Her ankle was a swollen, throbbing mess.

She was vaguely aware of being helped into the back seat, of Liora bundling a cloth around her burns.

Then he was there. Kovrak emerged from the thinning smoke, naked and bloodied. His eyes, those pale blue lasers, scanned the area with frenzied intensity until they landed on her. The command in his frame dissolved when he realized she was injured.

He crossed the distance in three long strides, and slid into the seat beside her, his body a wall of heat and coiled power.

“Drive,” he growled at Thalen, who was already behind the controls, his own face grim.

Then his attention was entirely on her. His hands came up to frame her face with a touch that was devastatingly gentle. He brushed a streak of soot from her cheek. His gaze traced the burns on her arm and the awkward angle of her ankle.

“Look at you,” he murmured, the words rough. His eyes lifted to hers, the storm in them shifting from fear to something fiercer. A possessive, blazing pride. “You magnificent, infuriating creature. You stood your ground. You protected my people.”

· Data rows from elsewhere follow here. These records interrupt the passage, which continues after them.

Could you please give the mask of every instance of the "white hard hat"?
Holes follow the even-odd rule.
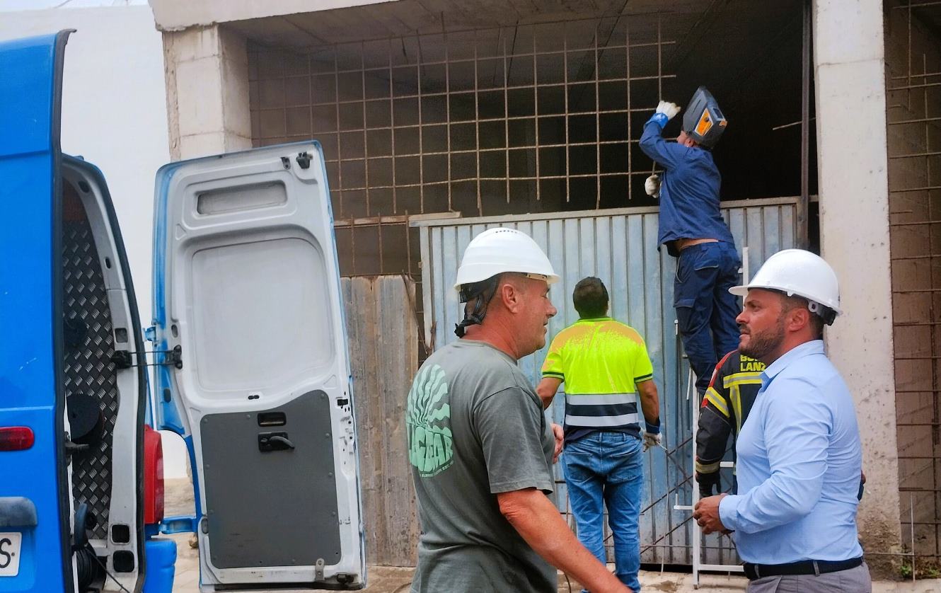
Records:
[[[772,255],[747,286],[733,286],[728,292],[744,296],[753,288],[777,290],[811,301],[810,311],[826,318],[815,305],[839,314],[839,284],[837,274],[823,258],[804,249],[784,249]]]
[[[503,272],[535,274],[551,284],[559,280],[549,258],[533,237],[507,227],[487,229],[464,249],[455,288],[479,282]]]

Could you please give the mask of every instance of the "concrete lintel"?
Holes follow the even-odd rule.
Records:
[[[209,26],[219,23],[260,19],[269,16],[318,12],[390,0],[150,0],[153,19],[160,31],[182,31],[191,26]]]
[[[827,329],[827,346],[856,406],[867,476],[857,515],[864,548],[898,553],[882,6],[815,0],[813,18],[821,254],[839,278],[844,312]],[[845,32],[853,30],[847,19],[865,24],[867,35],[847,40]],[[887,574],[898,558],[867,561],[874,572]]]

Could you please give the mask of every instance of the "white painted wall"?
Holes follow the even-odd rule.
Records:
[[[860,535],[867,552],[894,553],[899,460],[882,3],[814,0],[813,19],[821,254],[839,278],[843,308],[827,329],[827,346],[853,395],[862,435]]]
[[[66,46],[62,150],[84,156],[104,173],[131,263],[140,321],[147,327],[153,175],[170,160],[161,34],[143,3],[55,8],[45,7],[61,0],[30,0],[30,6],[43,9],[11,11],[24,4],[0,3],[0,40],[77,29]],[[169,433],[164,436],[164,474],[186,475],[183,440]]]

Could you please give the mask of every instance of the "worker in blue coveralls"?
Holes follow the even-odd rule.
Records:
[[[716,361],[738,347],[738,302],[728,289],[739,282],[742,264],[735,241],[719,211],[722,176],[710,150],[726,129],[715,99],[700,87],[683,116],[676,143],[663,127],[679,113],[676,104],[661,101],[644,125],[641,150],[663,168],[646,180],[646,193],[660,199],[658,245],[678,258],[673,304],[679,334],[696,390],[706,393]]]

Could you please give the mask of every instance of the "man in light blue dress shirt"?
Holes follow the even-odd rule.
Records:
[[[767,368],[736,441],[739,494],[702,499],[694,518],[704,533],[734,532],[749,593],[871,591],[856,535],[859,428],[821,341],[839,314],[837,276],[786,249],[730,292],[744,296],[739,347]]]

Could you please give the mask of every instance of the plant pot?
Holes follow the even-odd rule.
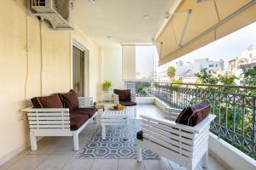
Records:
[[[103,87],[103,91],[110,91],[110,88],[109,87]]]

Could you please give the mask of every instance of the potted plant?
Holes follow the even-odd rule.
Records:
[[[111,87],[112,82],[110,81],[106,80],[102,82],[103,91],[109,91]]]

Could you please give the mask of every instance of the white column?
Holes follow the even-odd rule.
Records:
[[[79,150],[79,134],[76,132],[73,132],[73,150]]]

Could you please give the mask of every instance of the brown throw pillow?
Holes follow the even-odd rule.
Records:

He carefully gathered her against him, ignoring the way his bare skin was smeared with soot, sweat, and blood. He comforted her as they made their way to the palace, his arm a steel band around her shoulders, holding her close to the solid beat of his heart.

“The healers will fix you up in no time.” His voice was a vow, spoken against her hair. “And then, you will be under my personal care for the next few days,” he added, the rumble deepening into a promise that heated her blood despite the pain.

She wanted to protest. To tell him that she could handle her own recovery. But the thought of him wanting to take care of her and ease her pain, loosened something inside her chest.

This man really did care deeply for her.

“Thank you,” she managed as she nestled deeper into his protective embrace.